LOOK: Artist Migs Villanueva, fashion designer Vares Jeune's latest collaboration

'A Day at the Atelier' features hand-painted fashion collection

The local art scene is brimming with many talents, reaching out to different types of audiences that proves that art is present everywhere—if you look closely.

Art Lounge Manila knows this all too well, and they have taken that bold step to work outside the box through the recent collaboration between artists Migs Villanueva and fashion designer Robbie Santos. Vares Jeune is Santos' couture line for children, and his pieces make for a great canvas for Villanueva to paint on.

"Vares Jeune is bespoke luxury. It is a reflection of the child’s parents’ taste that would prompt him or her to wear the label. I advocate fashion that is beautiful and durable, a stark contrast to today’s fast fashion. I love seeing kids in wonderful outfits, whether dressy or casual, while at the same time being their usual precocious selves," shares Santos on what his kids' couture line is all about.

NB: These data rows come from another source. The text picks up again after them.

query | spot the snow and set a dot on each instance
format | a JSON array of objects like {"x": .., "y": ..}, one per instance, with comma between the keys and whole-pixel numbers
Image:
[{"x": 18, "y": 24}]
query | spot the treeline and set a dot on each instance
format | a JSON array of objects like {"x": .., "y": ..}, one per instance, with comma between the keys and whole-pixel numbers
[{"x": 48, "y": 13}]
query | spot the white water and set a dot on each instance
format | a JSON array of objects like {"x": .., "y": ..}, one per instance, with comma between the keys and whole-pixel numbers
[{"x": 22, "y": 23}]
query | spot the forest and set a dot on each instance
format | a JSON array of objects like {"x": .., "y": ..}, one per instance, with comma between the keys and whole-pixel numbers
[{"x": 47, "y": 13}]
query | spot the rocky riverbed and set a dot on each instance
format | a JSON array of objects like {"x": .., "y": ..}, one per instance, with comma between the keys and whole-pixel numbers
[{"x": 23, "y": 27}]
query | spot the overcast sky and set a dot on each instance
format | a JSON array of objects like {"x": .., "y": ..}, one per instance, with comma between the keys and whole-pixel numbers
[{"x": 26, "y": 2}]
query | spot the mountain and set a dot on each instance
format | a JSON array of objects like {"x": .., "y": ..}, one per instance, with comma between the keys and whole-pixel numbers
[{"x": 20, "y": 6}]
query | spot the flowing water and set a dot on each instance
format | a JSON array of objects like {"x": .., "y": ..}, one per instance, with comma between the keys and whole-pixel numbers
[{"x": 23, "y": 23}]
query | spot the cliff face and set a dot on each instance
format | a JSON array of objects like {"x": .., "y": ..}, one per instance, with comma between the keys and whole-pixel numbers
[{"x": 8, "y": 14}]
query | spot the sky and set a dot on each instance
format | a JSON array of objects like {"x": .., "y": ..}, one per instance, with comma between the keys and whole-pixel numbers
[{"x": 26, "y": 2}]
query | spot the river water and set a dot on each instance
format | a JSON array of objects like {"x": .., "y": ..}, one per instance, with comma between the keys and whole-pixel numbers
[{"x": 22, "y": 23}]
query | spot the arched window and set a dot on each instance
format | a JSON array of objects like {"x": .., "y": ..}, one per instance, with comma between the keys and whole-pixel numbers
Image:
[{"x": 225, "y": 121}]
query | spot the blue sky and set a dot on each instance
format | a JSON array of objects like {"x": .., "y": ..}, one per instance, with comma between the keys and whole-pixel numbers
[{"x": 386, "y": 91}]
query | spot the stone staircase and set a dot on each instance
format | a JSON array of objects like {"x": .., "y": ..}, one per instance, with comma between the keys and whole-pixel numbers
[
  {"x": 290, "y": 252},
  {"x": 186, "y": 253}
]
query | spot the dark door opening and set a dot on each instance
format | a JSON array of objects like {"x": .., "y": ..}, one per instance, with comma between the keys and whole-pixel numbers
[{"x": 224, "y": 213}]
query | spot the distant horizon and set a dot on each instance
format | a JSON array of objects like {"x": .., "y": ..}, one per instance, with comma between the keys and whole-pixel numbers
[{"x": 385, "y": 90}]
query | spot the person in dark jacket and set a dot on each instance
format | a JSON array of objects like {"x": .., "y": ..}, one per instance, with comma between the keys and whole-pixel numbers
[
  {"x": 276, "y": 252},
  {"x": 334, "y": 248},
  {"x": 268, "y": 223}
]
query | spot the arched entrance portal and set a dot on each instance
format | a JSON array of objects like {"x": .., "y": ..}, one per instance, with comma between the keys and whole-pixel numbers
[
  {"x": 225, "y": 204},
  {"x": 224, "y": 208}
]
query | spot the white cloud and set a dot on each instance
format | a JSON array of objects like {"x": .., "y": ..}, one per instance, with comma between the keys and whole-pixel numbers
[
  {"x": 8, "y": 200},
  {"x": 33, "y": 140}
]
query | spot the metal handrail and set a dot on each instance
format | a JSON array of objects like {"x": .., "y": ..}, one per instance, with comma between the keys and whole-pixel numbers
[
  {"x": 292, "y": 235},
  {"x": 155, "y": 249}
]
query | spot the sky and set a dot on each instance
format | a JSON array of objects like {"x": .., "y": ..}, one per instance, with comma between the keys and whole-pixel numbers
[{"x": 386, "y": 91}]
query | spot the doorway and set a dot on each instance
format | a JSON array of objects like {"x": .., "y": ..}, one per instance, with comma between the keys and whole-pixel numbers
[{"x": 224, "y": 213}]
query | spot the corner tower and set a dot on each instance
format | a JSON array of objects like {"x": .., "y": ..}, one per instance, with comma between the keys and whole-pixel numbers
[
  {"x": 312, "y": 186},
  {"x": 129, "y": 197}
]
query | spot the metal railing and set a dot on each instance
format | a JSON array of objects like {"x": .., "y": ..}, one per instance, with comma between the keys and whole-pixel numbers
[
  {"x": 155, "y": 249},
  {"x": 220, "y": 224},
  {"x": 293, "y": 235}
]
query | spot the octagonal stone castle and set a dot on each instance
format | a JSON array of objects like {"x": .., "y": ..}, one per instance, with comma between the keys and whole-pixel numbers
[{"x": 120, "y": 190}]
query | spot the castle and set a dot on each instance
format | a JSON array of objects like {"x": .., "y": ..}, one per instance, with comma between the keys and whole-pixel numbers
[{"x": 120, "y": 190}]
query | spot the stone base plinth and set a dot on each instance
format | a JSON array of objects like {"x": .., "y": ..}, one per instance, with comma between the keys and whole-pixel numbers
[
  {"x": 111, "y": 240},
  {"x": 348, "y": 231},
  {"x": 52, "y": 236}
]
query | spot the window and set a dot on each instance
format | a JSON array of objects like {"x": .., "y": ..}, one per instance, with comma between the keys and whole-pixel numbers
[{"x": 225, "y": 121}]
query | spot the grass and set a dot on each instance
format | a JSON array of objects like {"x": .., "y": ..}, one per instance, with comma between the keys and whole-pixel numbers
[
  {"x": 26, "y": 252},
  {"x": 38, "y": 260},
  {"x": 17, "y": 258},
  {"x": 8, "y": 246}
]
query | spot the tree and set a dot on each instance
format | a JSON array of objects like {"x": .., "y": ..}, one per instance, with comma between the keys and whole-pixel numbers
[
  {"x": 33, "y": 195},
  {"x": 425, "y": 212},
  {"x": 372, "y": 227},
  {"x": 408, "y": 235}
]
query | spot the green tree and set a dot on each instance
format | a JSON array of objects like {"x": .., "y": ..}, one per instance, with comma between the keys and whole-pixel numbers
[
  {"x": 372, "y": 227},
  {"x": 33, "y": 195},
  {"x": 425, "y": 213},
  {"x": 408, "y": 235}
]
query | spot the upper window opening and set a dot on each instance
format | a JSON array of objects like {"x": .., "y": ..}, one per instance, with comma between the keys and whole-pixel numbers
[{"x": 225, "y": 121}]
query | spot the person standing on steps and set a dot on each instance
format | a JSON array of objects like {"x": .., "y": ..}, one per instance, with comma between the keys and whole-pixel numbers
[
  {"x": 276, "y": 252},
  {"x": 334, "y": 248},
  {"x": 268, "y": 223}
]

With Villanueva's special magic painted on these bespoke pieces, children who wear them will be empowered to stand out from the crowd. One can never be too young to appreciate handmade, slow fashion pieces. And to make them especially for the wearer? That makes it even more special, paving the way for these young ones to appreciate art at an early age. Santos chimes in, "Because we are custom-made-to-order, we make anything to the child and their parents’ delight. For the child who wishes to have unique and special clothes, we are the brand who can help them achieve that."

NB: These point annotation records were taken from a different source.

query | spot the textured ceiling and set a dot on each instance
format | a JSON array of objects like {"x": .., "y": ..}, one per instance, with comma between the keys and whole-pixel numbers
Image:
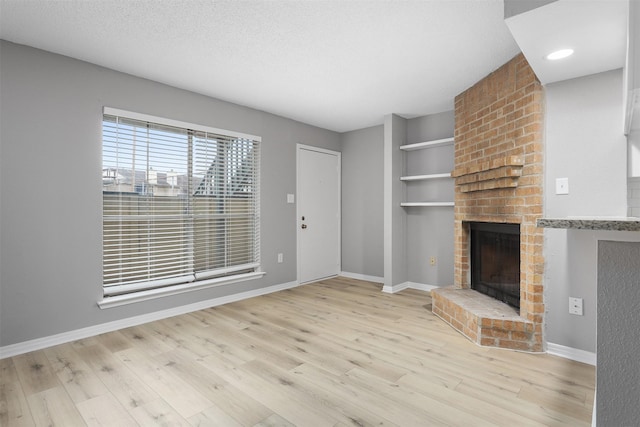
[{"x": 340, "y": 65}]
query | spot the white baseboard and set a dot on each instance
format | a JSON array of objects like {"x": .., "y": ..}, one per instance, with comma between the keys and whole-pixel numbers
[
  {"x": 358, "y": 276},
  {"x": 572, "y": 353},
  {"x": 40, "y": 343},
  {"x": 407, "y": 285}
]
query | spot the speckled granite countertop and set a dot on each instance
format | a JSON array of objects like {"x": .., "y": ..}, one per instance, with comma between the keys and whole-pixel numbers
[{"x": 592, "y": 223}]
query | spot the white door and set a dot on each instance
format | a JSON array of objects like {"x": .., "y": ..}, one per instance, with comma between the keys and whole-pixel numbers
[{"x": 318, "y": 213}]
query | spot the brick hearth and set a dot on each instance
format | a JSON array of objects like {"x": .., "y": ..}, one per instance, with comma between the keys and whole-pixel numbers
[{"x": 499, "y": 179}]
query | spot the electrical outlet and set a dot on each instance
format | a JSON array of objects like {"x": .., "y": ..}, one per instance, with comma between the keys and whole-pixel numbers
[
  {"x": 562, "y": 185},
  {"x": 575, "y": 306}
]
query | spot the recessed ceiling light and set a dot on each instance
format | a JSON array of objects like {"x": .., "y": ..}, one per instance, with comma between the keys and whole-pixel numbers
[{"x": 559, "y": 54}]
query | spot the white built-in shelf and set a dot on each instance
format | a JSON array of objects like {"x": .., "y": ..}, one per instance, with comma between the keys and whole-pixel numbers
[
  {"x": 424, "y": 177},
  {"x": 427, "y": 144},
  {"x": 417, "y": 204}
]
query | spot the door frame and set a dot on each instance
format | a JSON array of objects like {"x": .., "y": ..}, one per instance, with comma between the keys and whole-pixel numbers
[{"x": 299, "y": 148}]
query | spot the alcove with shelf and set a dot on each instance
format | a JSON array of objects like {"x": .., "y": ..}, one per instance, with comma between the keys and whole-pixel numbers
[{"x": 419, "y": 179}]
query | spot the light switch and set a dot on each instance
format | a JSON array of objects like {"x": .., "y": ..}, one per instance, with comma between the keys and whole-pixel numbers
[
  {"x": 562, "y": 185},
  {"x": 575, "y": 306}
]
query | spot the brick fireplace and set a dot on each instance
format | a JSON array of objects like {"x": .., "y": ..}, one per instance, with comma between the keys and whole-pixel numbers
[{"x": 498, "y": 179}]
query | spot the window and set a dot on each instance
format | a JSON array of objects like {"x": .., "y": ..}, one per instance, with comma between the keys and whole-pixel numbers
[{"x": 180, "y": 204}]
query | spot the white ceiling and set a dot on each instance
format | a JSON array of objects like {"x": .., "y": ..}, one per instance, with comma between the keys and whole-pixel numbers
[
  {"x": 337, "y": 64},
  {"x": 340, "y": 64},
  {"x": 595, "y": 30}
]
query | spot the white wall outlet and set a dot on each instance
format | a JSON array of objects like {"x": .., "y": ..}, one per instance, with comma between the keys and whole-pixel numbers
[
  {"x": 562, "y": 185},
  {"x": 575, "y": 306}
]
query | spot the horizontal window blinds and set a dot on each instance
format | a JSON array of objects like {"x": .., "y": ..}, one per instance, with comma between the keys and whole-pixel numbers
[{"x": 179, "y": 204}]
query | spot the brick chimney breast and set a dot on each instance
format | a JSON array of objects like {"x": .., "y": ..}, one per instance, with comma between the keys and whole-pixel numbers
[{"x": 499, "y": 179}]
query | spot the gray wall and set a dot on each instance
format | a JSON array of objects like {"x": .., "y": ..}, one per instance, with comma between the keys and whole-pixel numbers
[
  {"x": 430, "y": 230},
  {"x": 395, "y": 218},
  {"x": 633, "y": 199},
  {"x": 51, "y": 195},
  {"x": 362, "y": 201},
  {"x": 618, "y": 378},
  {"x": 585, "y": 143}
]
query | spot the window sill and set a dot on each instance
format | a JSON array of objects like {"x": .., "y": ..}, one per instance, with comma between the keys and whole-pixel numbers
[{"x": 134, "y": 297}]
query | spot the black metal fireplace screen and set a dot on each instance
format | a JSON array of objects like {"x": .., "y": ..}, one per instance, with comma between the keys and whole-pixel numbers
[{"x": 495, "y": 261}]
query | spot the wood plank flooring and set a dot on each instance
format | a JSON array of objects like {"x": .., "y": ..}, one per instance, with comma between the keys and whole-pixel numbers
[{"x": 334, "y": 353}]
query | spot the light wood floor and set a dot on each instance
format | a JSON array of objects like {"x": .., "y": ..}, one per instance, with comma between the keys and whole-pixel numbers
[{"x": 334, "y": 353}]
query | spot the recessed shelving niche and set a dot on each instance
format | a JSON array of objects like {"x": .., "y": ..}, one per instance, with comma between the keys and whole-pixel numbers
[{"x": 429, "y": 176}]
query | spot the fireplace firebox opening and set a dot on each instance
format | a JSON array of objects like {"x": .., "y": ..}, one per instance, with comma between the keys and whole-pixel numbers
[{"x": 495, "y": 261}]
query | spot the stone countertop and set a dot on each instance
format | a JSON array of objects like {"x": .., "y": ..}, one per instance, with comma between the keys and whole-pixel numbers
[{"x": 592, "y": 223}]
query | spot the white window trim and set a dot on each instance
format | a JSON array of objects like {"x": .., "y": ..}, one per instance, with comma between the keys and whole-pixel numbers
[
  {"x": 176, "y": 123},
  {"x": 131, "y": 298},
  {"x": 166, "y": 291}
]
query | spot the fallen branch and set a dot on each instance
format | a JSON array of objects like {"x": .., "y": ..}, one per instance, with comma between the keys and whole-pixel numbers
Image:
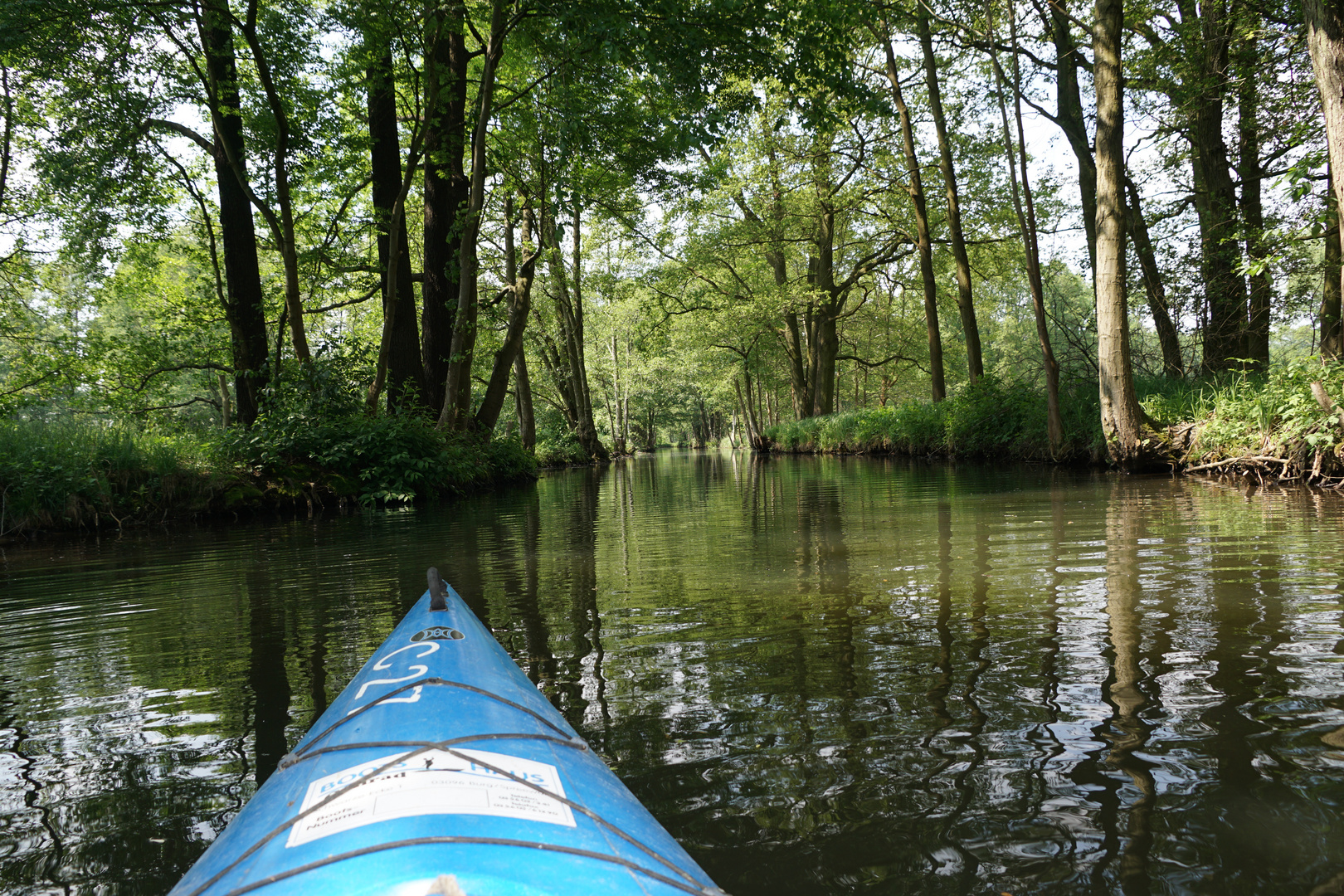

Now, with bespoke pieces custom-made for children, the next challenge is whose artworks can complement Santos' works? Three-time Palanca Award winner Migs Villanueva is a favorite for her signature illustration of children's faces with just three dots to represent the eyes and mouth. Simple but full of emotion, making her works endearing to any age group. Her choice of color palette of pastels and muted hues represents carefree childhood days.

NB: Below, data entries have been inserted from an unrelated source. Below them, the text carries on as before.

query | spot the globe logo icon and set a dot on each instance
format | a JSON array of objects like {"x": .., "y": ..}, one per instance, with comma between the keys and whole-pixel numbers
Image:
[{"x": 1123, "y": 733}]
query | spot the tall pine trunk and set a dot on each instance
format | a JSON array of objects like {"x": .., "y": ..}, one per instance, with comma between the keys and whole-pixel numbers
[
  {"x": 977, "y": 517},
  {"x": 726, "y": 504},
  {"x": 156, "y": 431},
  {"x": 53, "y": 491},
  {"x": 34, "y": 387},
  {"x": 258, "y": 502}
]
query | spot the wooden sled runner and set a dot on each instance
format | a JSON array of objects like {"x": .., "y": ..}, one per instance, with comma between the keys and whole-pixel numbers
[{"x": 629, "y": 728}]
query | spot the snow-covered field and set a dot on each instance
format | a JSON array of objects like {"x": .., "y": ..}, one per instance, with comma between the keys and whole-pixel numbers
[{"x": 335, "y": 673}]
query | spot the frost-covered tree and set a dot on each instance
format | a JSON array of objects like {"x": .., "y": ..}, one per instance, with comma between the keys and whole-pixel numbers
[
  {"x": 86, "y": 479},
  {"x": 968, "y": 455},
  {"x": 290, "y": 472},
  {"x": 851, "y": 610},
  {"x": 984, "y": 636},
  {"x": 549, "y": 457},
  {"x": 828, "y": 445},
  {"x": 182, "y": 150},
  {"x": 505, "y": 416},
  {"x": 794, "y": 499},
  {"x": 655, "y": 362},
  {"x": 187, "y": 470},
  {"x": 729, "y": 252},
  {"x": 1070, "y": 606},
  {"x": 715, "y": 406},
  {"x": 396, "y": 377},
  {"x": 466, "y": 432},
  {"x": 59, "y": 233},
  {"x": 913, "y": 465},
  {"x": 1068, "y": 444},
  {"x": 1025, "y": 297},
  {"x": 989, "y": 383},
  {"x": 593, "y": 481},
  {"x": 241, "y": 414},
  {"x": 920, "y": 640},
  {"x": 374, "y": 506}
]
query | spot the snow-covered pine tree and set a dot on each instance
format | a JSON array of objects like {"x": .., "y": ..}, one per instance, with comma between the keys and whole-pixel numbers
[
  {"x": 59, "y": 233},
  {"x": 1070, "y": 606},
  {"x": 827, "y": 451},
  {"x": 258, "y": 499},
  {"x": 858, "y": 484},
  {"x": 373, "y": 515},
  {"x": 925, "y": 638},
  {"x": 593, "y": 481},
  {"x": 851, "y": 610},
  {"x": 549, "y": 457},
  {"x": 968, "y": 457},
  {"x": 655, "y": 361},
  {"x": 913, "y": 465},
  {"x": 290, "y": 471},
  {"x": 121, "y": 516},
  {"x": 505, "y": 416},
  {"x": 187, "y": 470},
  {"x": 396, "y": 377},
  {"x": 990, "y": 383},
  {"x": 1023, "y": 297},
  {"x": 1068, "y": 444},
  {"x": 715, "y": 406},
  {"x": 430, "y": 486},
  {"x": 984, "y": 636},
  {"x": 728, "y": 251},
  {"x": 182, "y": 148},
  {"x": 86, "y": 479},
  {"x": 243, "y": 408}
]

"I really don’t paint specific children, unless it’s commissioned work. The kids in my painting are a composite of all the children I have known, including myself, from what I remember as a child. Through the years I’ve depicted all sorts of personalities of kids in my art, and the moods and attitudes somehow mirror my own at the time of doing the work, or what I dig up from my memory bank," explains Villanueva.

When asked how she feels about seeing her works on children's clothes, "The idea of having a runway show inspired me a lot. It’s a long-lost dream to be a designer. We had a designer relative when I was a kid, whom I admired; and I would show my design drawings to him. I thought I wanted to be a designer. So, having this opportunity to work with Robbie is such a joy. Really inspiring."

Being a young grandmother, she made sure her designs will make a delightful connection for this younger target market. "I suppose any print design can have a place in textile or fashion. Even so, I tried to paint images that are more age-appropriate. Sometimes I had doubts whether my usual ‘art’ look would be ok for such little girls and boys.  I took that into consideration, so there are a few different themes I used for the collection."

The result of this collaboration is a fun show set at Art Lounge Manila, in collaboration with IMPRINT Media Group. Entitled "A Day at the Atelier," the venue was transformed into a busy atelier filled with vignettes filled with fabrics and patterns by Santos, and even an old sewing machine. Paintings by Villanueva are also displayed to represent this special collaboration. Of course, handpainted Vares Jeune pieces are the highlights of the exhibit. A special fashion show with real children as models made the guests more appreciative of this collection.

Owning a wearable piece by Villanueva and Vares Juene makes it extra special. "The clothes the artist and I collaborated on may be worn, but they have to be washed delicately due to the painting on the garment. I think the clothes have to be worn and photographed on the child once, then have it stored or framed for posterity and for its added value," Villanueva suggests.